UNA ORQUÍDEA COMO DECLARACIÓN DE AMOR (RELATO)

UNA ORQUÍDEA COMO DECLARACIÓN DE AMOR (RELATO)

Para demostrar hasta que elevado punto me gustaba Evita, diré que me gustaba incluso más que las riquísimas tartas de fresa y nata que elaboraba mi diligente madre para cumpleaños y otras fiestas señaladas.

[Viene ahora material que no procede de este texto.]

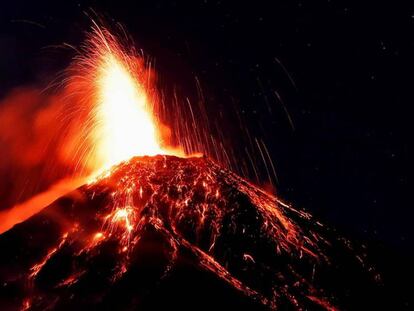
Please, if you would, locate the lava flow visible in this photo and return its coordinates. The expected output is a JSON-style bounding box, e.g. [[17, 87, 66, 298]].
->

Lo muy malo para mí, era que Evita fijaba sus preciosos ojos verdes en chicos que eran más altos, más guapos y manejaban infinita más dinero que yo, que nunca tenía, pues le pedía un par de euros a mis siempre endeudados padres, que sabían más que nadie sobre la quiebra familiar, y me contestaban con amargura:

—Sí, hombre, no tenemos dinero para comprar suficiente comida con la que satisfacer nuestra hambre, presente y acumulada, y te daremos dinero a ti para que lo gastes en cosas innecesarias, superfluas, sino viciosas.

La suerte, esa cosa incorpórea en la que casi todos creemos, pero ignoramos como decantarla a nuestro favor, un día me sonrió y se decantó de mi lado.

Fue por la mañana, muy temprano. Yo había salido de mi casa, como todos los días habiendo metido en mi cuerpo un desayuno tan escaso que sentía casi la misma hambre que tenía antes de comerlo. Hasta donde yo recordaba las únicas veces que en mi joven vida había conocido yo la saciedad, fue durante el corto periodo de tiempo que mi madre me amamantó.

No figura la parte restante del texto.